Java is a compiled language. The Java source you write gets turned into native machine code. It's just that the compilation happens at runtime, unlike with many other languages where it happens earlier. Same process, different time.
Java is normally used as a compiled language, however it is not entirely accurate to say that it gets converted to native code always. It depends on what you are using to compile the source and run the resulting output.
If you use a standard Java compiler, the output is a JVM class file image consisting of byte-code instructions and meta-data. If this is then loaded in Sun's JVM for instance, it may be JIT compiled into native code--but it could also be interpreted. This depends on how the JVM instance is configured to use the JIT compiler. There are other JVM implementations that in fact are just use an interpreter.
In fact there exists a Java compiler that emit native code statically too.
The same goes for the Common Language Infrastructure (i.e..NET Framework), the MS implementation JIT compiles assemblies (the byte-code image of the CLI) into native code as needed. However, I believe GNU Portable.NET JIT compiles into another byte-code language (for the Converted Virtual Machine) and *if* a JIT compiler is available for the platform actually JIT compiles to native, otherwise uses an interpreter over the CVM byte-code.

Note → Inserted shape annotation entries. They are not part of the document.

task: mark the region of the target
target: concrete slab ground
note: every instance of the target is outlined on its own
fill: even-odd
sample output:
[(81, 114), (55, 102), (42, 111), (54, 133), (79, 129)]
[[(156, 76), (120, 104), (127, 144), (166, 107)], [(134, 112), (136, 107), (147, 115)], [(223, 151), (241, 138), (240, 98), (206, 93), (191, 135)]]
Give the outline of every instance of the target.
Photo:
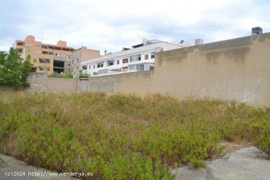
[(254, 147), (245, 147), (229, 154), (227, 160), (215, 159), (205, 168), (194, 169), (191, 165), (173, 169), (176, 180), (269, 180), (268, 155)]
[[(270, 160), (268, 155), (254, 147), (243, 148), (229, 154), (227, 160), (216, 159), (209, 162), (206, 168), (194, 169), (191, 165), (172, 170), (177, 180), (270, 180)], [(50, 172), (29, 166), (13, 157), (0, 154), (4, 161), (0, 165), (0, 180), (78, 180), (66, 176), (28, 176), (28, 172), (40, 175)], [(25, 176), (7, 176), (6, 172), (25, 172)]]

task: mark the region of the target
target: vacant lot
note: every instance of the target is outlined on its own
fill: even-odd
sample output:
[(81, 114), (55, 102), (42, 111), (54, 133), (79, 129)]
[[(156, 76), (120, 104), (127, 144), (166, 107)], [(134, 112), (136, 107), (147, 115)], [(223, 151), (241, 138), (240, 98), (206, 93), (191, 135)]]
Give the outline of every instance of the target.
[(95, 180), (173, 179), (222, 155), (224, 141), (270, 153), (270, 107), (160, 94), (0, 92), (0, 153)]

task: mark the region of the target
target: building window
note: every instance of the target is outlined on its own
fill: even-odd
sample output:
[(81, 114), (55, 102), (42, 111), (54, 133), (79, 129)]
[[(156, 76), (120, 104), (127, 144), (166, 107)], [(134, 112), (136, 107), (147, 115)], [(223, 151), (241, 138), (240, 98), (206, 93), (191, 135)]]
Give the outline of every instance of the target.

Java is normally used as a compiled language, however it is not entirely accurate to say that it gets converted to native code always. It depends on what you are using to compile the source and run the resulting output.
If you use a standard Java compiler, the output is a JVM class file image consisting of byte-code instructions and meta-data. If this is then loaded in Sun's JVM for instance, it may be JIT compiled into native code--but it could also be interpreted. This depends on how the JVM instance is configured to use the JIT compiler. There are other JVM implementations that in fact are just use an interpreter.
In fact there exists a Java compiler that emit native code statically too.
The same goes for the Common Language Infrastructure (i.e.